Psalm --1: תאבד - T)BD shall perish(5)
Psalm --5: תאבד - T)BD You will destroy(5)
Psalm 142: אבד - )BD failed(4)
Psalm 143: והאבדת - VH)BDT destroy(1)
בוא - enter, come, go is used about 30 times - twice here
Psalm --5: אבוא - )BV) will enter(6)
Psalm 143: תבוא - TBV) and do not go(9)
אבין and עני - poor or needy - about 50 occurrences - only one here
Psalm 140: אבינים - )BYNYM the poor(1)
Psalm 140: עני - `NY the plea of the afflicted(21)
So much for this approach for the time being.
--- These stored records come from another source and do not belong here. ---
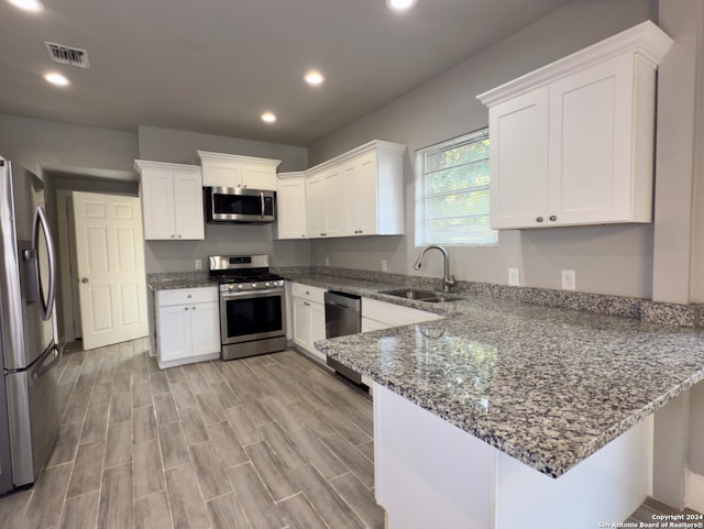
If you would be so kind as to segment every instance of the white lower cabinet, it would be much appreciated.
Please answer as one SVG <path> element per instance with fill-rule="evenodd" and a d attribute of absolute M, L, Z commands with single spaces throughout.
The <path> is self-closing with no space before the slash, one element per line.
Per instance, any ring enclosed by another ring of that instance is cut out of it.
<path fill-rule="evenodd" d="M 294 343 L 321 362 L 326 355 L 314 343 L 326 338 L 324 289 L 294 283 L 292 299 L 294 311 Z"/>
<path fill-rule="evenodd" d="M 442 316 L 425 310 L 362 298 L 362 332 L 439 320 Z"/>
<path fill-rule="evenodd" d="M 160 367 L 220 356 L 220 310 L 216 287 L 158 290 L 156 312 Z"/>

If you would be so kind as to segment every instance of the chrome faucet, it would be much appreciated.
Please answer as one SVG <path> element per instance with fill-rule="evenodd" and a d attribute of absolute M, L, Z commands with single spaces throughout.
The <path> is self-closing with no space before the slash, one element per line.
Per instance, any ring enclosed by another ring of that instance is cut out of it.
<path fill-rule="evenodd" d="M 450 275 L 450 255 L 448 254 L 448 251 L 444 247 L 437 246 L 436 244 L 425 247 L 422 252 L 420 252 L 420 255 L 418 255 L 418 258 L 414 264 L 414 268 L 416 268 L 417 271 L 420 269 L 420 265 L 422 264 L 422 258 L 425 257 L 428 250 L 432 250 L 432 249 L 436 249 L 442 252 L 442 257 L 444 260 L 444 277 L 442 278 L 442 290 L 446 293 L 449 293 L 450 288 L 457 284 L 457 279 L 454 278 L 454 276 Z"/>

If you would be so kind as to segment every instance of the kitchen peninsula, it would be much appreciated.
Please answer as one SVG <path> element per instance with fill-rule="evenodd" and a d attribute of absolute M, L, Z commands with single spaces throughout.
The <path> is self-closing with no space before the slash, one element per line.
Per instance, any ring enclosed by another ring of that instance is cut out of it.
<path fill-rule="evenodd" d="M 704 378 L 701 330 L 486 297 L 431 310 L 447 318 L 316 344 L 374 382 L 389 529 L 587 529 L 651 493 L 652 414 Z"/>

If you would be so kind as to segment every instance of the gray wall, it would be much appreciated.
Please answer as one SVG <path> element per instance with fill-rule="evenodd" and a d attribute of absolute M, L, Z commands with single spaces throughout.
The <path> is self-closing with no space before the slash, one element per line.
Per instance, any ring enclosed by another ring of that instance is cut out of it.
<path fill-rule="evenodd" d="M 647 0 L 575 1 L 521 30 L 457 68 L 311 145 L 311 164 L 380 139 L 404 143 L 406 155 L 406 235 L 386 244 L 374 239 L 312 243 L 312 263 L 413 274 L 414 152 L 426 145 L 486 126 L 487 109 L 476 96 L 569 53 L 647 19 L 657 19 Z M 651 297 L 652 231 L 648 225 L 581 227 L 503 231 L 495 247 L 452 247 L 453 273 L 461 279 L 507 283 L 509 267 L 521 284 L 560 288 L 560 271 L 576 271 L 581 291 Z M 442 275 L 432 256 L 424 275 Z"/>
<path fill-rule="evenodd" d="M 196 151 L 212 151 L 280 159 L 282 164 L 277 169 L 279 173 L 305 169 L 308 163 L 308 152 L 302 147 L 155 126 L 140 125 L 139 142 L 139 157 L 157 162 L 197 164 Z M 271 255 L 272 266 L 310 264 L 308 241 L 276 241 L 275 236 L 275 224 L 206 224 L 205 241 L 146 241 L 146 272 L 194 271 L 196 258 L 204 260 L 204 267 L 207 267 L 208 255 L 254 253 Z"/>
<path fill-rule="evenodd" d="M 0 155 L 40 174 L 42 167 L 133 173 L 134 132 L 0 114 Z"/>

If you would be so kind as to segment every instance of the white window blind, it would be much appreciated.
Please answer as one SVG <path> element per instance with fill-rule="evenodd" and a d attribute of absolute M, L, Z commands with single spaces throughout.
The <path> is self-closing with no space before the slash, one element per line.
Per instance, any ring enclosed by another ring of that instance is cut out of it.
<path fill-rule="evenodd" d="M 416 151 L 416 246 L 492 245 L 488 129 Z"/>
Thanks to Richard I am reading a bit of von Rad. What do you think of this:
The statement, "The land belongs to me; you are guests and sojourners with me" is extremely ancient, and underlies the whole law of land tenure in the Old Testament. Nevertheless it does not depend upon the doctrine of creation, but rests on belief in a historical act of grace on God's part. Nor does it lead to a doctrine of creation, since so far as one can see it is quite unrelated to it.What does extremely mean in this context? But adjectives aside, that last sentence adds nothing to his reasoning. The sense that the land is unrelated to a doctrine (the doctrine?) of creation is not one that I would have raised but having raised it, why wouldn't God say - I made this, it is mine, and you are guests? Seems fair to me.
Now look at Leviticus 25:23 כִּי-לִי הָאָרֶץ: כִּי-גֵרִים וְתוֹשָׁבִים אַתֶּם עִמָּדִי - for to me is the land / the earth - for strangers and settlers are you-all - with me. We are surrounded by God's self reference and God's prepositions - nice!
Do the psalms have a doctrine of creation? If 226 references to heaven or earth count. Not to mention the 5 psalms in book 5 that specifically name the one who made heaven and earth (115, 121, 124, 134, 146). Of course I am not following the documentary hypothesis in these thoughts - but is it logical? Von Rad writes God as I did but these passages are all about יְהוָה for there in Leviticus is written: כִּי אֲנִי יְהוָה אֱלֹהֵיכֶם for I am the Lord your God. So I would say that one could derive a doctrine of creation from the psalms as well as a doctrine of redemption or grace and election.
I will read the essay again... Maybe I will grasp more of the reasoning.